A Little Rock, Ark., minister spoke at a rally on the steps of the state capitol on Friday and declared that the country was strong because it values the traditional family, with an opposite-sex couple at its core. The rally, at which the Reverend Charles E. Williams spoke, was sponsored by the Coalition for Family and American Values, which supports a proposed amendment to the state constitution that would ban same-sex marriages.
About 150 people showed up to support the proposed amendment, and many of them signed petitions to get the proposal on the November 2 general election ballot. The rally had all the trappings of a religious revival--including fiery preaching, enthusiastic responses called out from the crowd, and, at the end, an invitation to come to Christ. Williams, pastor of the Covenant of Zion Cathedral Church of Little Rock, said marriage between people of the opposite sex was ordained by God. He told the audience, mostly black, that same-sex marriage was not a matter of civil rights. He was dismayed, he said, to hear Coretta Scott King, widow of slain civil rights leader Martin Luther King Jr., claim recently that same-sex
marriage was a civil rights concern.
King's husband, Williams said, "must have turned over in his grave" as his widow said those words. Williams said civil rights concern who and what a person is, things that person has no choice over. But he said homosexuality is a matter of choice, a lifestyle that some people choose to live. "We can't help our color," he said. "But you can do something about your lifestyle."
Other speakers included Perry Oliver of North Little Rock, who said he was an "ex-homosexual" but was now happily married to a woman he called up to the lectern to stand by his side. "If you don't believe you can change, God is my witness," Oliver said. "It is a struggle...but if you want to change, you can change."

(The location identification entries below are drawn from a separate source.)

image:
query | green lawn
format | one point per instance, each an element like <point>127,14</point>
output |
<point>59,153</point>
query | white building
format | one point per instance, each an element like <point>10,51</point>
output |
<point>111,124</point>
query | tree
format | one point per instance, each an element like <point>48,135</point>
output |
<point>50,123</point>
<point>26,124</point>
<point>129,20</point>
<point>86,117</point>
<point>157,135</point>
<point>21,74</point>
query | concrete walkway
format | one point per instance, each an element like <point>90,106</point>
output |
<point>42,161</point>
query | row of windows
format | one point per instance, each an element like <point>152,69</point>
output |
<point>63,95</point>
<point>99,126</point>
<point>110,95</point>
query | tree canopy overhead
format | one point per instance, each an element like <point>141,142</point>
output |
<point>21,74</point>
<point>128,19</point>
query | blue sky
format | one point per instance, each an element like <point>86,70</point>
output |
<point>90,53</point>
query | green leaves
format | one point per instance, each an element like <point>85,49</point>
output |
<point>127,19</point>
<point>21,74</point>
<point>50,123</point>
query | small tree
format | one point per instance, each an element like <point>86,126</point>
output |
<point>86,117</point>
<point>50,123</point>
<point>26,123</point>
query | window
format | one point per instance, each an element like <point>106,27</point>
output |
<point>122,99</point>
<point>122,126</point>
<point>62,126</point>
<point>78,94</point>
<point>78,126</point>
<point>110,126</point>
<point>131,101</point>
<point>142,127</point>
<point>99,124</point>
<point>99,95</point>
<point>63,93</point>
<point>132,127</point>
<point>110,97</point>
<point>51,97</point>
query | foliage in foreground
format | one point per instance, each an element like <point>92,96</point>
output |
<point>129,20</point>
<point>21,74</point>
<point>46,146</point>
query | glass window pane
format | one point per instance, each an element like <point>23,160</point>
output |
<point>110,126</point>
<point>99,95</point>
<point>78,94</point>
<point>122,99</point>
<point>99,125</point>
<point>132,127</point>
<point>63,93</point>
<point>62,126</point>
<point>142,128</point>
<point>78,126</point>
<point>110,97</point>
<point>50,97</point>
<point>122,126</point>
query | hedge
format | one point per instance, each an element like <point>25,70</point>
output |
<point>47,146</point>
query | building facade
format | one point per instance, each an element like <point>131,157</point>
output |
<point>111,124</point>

Among the spectators was Robert Loyd, 54, of Conway, who took part in a ceremony on the capitol steps on February 29 marking his commitment to his longtime partner, John Schenk. Loyd said he attended the rally--and came in the Army uniform he wore 35 years ago--to make a statement and to hear what the other side had to say. "I fought a very long time ago, in Vietnam in 1968 and 1969, for the values they're trying to take away from us now," Loyd said.